Latvia is a small and open economy and, therefore, it is strongly affected by the external environment. Along with growth in external markets finally accelerating, manufacturing, with almost two thirds of its output exported, also expanded rapidly. In November, manufacturing reached a new record high; however, problems with the availability of raw materials in the wood industry, one of the largest subsectors, have most likely constrained the development of the sector in December and also at the beginning of 2018.

Judging from three-quarter data, the export-oriented transport sector developed surprisingly well. Last year, freight transportation by rail and via ports, Latvia's former pillars of the transport sector, continued on a downward trend for the third consecutive year, with the decline becoming increasingly more pronounced towards the end of the year[1].

At the same time, the sector got help from other players. Freight transportation by road expanded owing to faster economic growth in the region and domestically, whereas investments made in airport development and airline activity contributed to an increase in the number of air passengers and the transported volume of freight. Nevertheless, cargoe transport by rail and via ports still accounts for a significant share of the sector which, therefore, may have negatively affected the GDP growth in the fourth quarter.

Another important lesson learned is that volatility in a particular sector may have a considerable impact on overall annual economic growth. For instance, the decline observed in construction in 2016 and the consequent surge in 2017 had a major effect on the GDP growth rate. Moreover, the construction sector influenced other sectors as well: in 2017, growth was recorded with respect to the mining and quarrying output, manufacture of building materials, manufacture of metal products, etc.

Last year the construction output returned broadly to the level recorded in 2015; however, the assessment of labour shortage was twice as high as two years ago, and currently more than 20% of construction businesses perceive this as a problem.

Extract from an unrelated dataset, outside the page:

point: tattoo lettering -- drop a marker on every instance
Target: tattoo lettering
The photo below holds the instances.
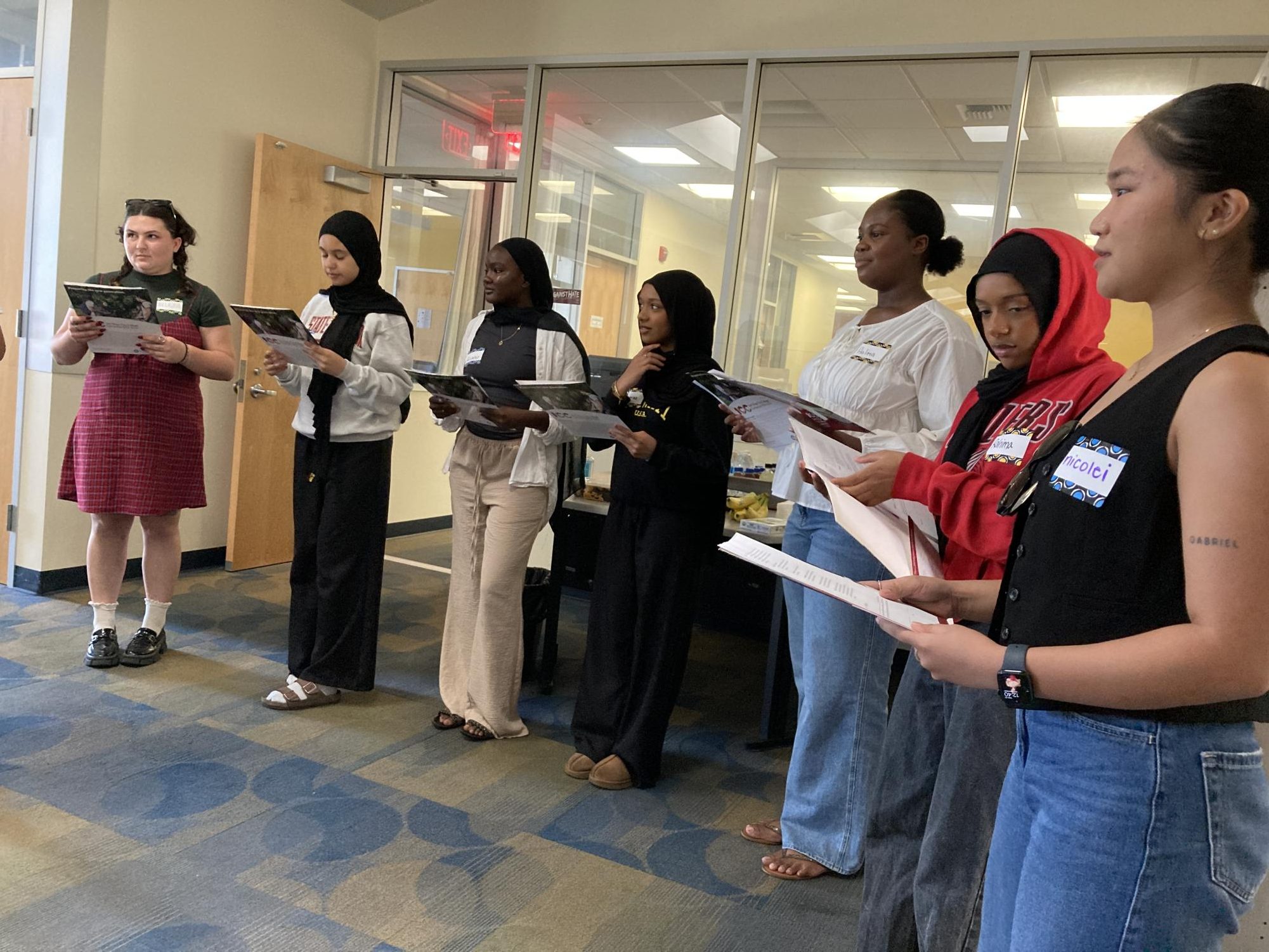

Continued absorption of European Union funds and increased private investment suggest that considerable growth is also expected for this year. It will, however be dampened by labour shortage which will become increasingly pronounced and will be reflected in a steeper rise in remuneration, thereby further increasing total construction costs.

The third lesson learned – let's not underestimate the importance of weather conditions. In 2017, they negatively affected farmers and the logging industry, thus resulting in declines in both sectors in the third quarter and most likely in the fourth quarter as well. Weather conditions will probably influence the output volume also this year.

In the energy sector, by contrast, the rainfalls of the previous year brought about a considerable increase in the output of hydropower plants. While in the fourth quarter, the energy sector most likely saw a year-on-year decline on account of the warm weather conditions. This was due to the fact that, as opposed to the steep rise in the volume of electricity generated by hydropower plants, combined heat and power plants, which are more important in terms of value added, produced only half as much electricity as last year.

Detailed GDP data providing information on the performance of individual sectors as well as the components of GDP by expenditure will be published at the end of February.



[1] This development was related to Russia's decision to redirect its export freight to Russia's own ports. If the political conditions remain unchanged, the trend will most likely continue also in the upcoming years.